Hay momentos en la historia en los que la humanidad se encuentra frente a una bifurcación decisiva, una auténtica encrucijada. Hoy, en Belém do Pará, en el corazón de la Amazonia, las negociaciones de la COP30 podrían definir si damos el paso que durante décadas hemos debatido, aplazado y suavizado, que consiste en trazar, por fin, una hoja de ruta global para dejar atrás el carbón, el petróleo y el gas. No una declaración tímida, no un juego de palabras diplomático, sino un compromiso explícito y verificable que marque el principio del fin de los combustibles fósiles.
Más de 80 países, una clara mayoría moral y cada vez más una mayoría política, han pedido incluir en la declaración final un instrumento que marque el camino hacia la no proliferación de combustibles fósiles. No se trata de prohibirlos mañana ni de castigar a quienes dependen de ellos hoy; se trata simplemente de reconocer que el mundo necesita un rumbo claro. Pero, como siempre, hay quienes prefieren mantener la bruma antes que aceptar un horizonte definido.
Esta semana circularon versiones preocupantes, que indican que los funcionarios brasileños estarían preparando un borrador que omite por completo esta hoja de ruta. Ignorarla sería algo más que una omisión técnica; sería renunciar a la oportunidad histórica de transformar una demanda global en un acuerdo concreto. Sería una señal de miedo, de comodidad, incluso de cobardía política ante el interés de unos cuantos. Y también sería un golpe para América Latina, para los países más vulnerables al cambio climático, y para una generación joven que ya no está dispuesta a tolerar ambigüedades.
Contar con un plan global importa, y mucho. Primero, porque reduce la incertidumbre. Gobiernos, empresas y comunidades necesitan una dirección común para invertir, innovar y transitar sin miedo hacia economías limpias. Segundo, porque genera confianza. Nadie avanza si sospecha que será el único que se esfuerce. Una hoja de ruta es una señal de que todos reman hacia la misma orilla. Y tercero, porque ofrece un marco de equidad. La transición no será igual para todos, pero sí puede ser justa si se establecen tiempos, apoyos y responsabilidades diferenciadas.

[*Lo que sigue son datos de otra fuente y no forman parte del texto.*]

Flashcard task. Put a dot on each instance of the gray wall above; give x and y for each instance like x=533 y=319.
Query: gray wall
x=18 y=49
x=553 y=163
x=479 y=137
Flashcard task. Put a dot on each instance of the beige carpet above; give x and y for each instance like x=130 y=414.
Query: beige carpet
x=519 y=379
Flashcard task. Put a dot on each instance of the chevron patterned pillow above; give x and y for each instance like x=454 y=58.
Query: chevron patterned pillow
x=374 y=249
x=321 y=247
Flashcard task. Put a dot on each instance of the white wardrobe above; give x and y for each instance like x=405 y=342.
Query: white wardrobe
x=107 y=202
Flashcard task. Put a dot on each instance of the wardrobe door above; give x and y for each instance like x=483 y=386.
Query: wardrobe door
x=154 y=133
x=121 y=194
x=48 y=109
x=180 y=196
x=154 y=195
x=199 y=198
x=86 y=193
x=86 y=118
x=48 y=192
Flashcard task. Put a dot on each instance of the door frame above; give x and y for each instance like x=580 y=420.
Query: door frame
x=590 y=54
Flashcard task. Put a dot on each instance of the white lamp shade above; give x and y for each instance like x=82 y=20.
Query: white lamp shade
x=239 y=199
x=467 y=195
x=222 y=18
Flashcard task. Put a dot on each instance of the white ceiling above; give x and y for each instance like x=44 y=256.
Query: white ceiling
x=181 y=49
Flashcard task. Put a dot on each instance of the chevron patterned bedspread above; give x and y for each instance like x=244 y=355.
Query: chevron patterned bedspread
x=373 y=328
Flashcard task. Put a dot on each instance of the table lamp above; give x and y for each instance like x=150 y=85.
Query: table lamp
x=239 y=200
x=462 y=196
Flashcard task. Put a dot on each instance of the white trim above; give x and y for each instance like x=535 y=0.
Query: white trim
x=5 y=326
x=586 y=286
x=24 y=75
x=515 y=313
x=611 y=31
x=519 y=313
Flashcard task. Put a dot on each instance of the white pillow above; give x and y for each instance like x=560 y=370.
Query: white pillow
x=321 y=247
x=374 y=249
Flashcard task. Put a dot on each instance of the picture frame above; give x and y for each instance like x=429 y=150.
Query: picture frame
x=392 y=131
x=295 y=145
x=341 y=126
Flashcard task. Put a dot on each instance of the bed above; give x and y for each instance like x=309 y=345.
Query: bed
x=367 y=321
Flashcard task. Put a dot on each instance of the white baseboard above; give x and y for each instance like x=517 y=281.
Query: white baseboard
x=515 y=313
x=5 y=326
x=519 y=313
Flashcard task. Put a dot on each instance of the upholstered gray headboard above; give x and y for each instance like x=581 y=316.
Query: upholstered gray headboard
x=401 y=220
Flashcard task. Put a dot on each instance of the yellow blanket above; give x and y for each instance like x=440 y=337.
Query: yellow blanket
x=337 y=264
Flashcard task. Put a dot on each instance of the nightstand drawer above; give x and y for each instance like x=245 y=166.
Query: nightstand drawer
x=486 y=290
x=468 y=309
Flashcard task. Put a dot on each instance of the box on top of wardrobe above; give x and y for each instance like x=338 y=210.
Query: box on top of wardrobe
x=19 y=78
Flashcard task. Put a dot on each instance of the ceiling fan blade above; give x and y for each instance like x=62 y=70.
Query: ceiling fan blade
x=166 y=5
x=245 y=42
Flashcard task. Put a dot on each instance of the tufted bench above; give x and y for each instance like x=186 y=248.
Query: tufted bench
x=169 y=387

México y América Latina tienen mucho que ganar si el mundo acuerda esta ruta común. La región posee algunos de los mayores potenciales solares, eólicos e hidroeléctricos del planeta, así como una biodiversidad capaz de sostener soluciones basadas en la naturaleza y nuevas industrias verdes. Pero el riesgo es claro, sin una guía global, nuestra región puede quedar atorada entre viejos intereses fósiles y oportunidades futuras que otros sí aprovecharán. Para México, en particular, significaría continuar navegando entre señales contradictorias en un momento en el que cada año cuenta.
Al momento de escribir estas líneas no sabemos si en Belém prevalecerá la valentía o el titubeo. Pero lo que sí sabemos es que un futuro próspero, seguro y climáticamente estable solo será posible si dejamos de temerle a la palabra transición. Porque si algo demuestra la historia es que el verdadero costo, económico, social y humano, siempre lo pagan quienes se quedan atrapados en el pasado.
Por eso, ojalá que en estas horas finales de la COP30 nadie le saque. El mundo merece un mapa claro. Y merece líderes que no teman dibujarlo.